Telegram's two-step verification (2FA) adds a cloud password on top of the login code. gotd never sends the password over the wire — it computes an SRP proof locally and sends only that.

With the auth flow

When you use auth.Flow, the password comes from your UserAuthenticator.Password method. If the account has a password, gotd calls it automatically after the code step:

func (a termAuth) Password(_ context.Context) (string, error) {
fmt.Print("Enter 2FA password: ")
pwd, err := term.ReadPassword(int(syscall.Stdin))
if err != nil {
return "", err
}
return strings.TrimSpace(string(pwd)), nil
}

auth.Constant(phone, password, code) and auth.Env(prefix, code) supply the password for you when you already have it.

Completing 2FA directly

After a flow that stopped at SESSION_PASSWORD_NEEDED (for example QR login), finish with:

if _, err := client.Auth().Password(ctx, password); err != nil {
return err
}

Keeping the password out of plain memory

A plain Go string lingers in memory and may be swapped to disk.

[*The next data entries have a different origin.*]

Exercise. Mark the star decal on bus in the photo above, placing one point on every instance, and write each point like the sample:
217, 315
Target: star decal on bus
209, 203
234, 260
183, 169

For hardened applications, the secure-password example keeps the password in a memguard enclave and computes the SRP proof straight from it, never materializing a string. It does so by overriding PasswordHash on the authenticator:

import "github.com/gotd/td/telegram/auth/srpguard"

type securePassword struct {
auth.UserAuthenticator
enclave *memguard.Enclave
}

func (s securePassword) PasswordHash(
ctx context.Context, p *tg.AccountPassword,
) (*tg.InputCheckPasswordSRP, error) {
return srpguard.Enclave(s.enclave)(ctx, p)
}

Use this approach when running on shared or untrusted hosts.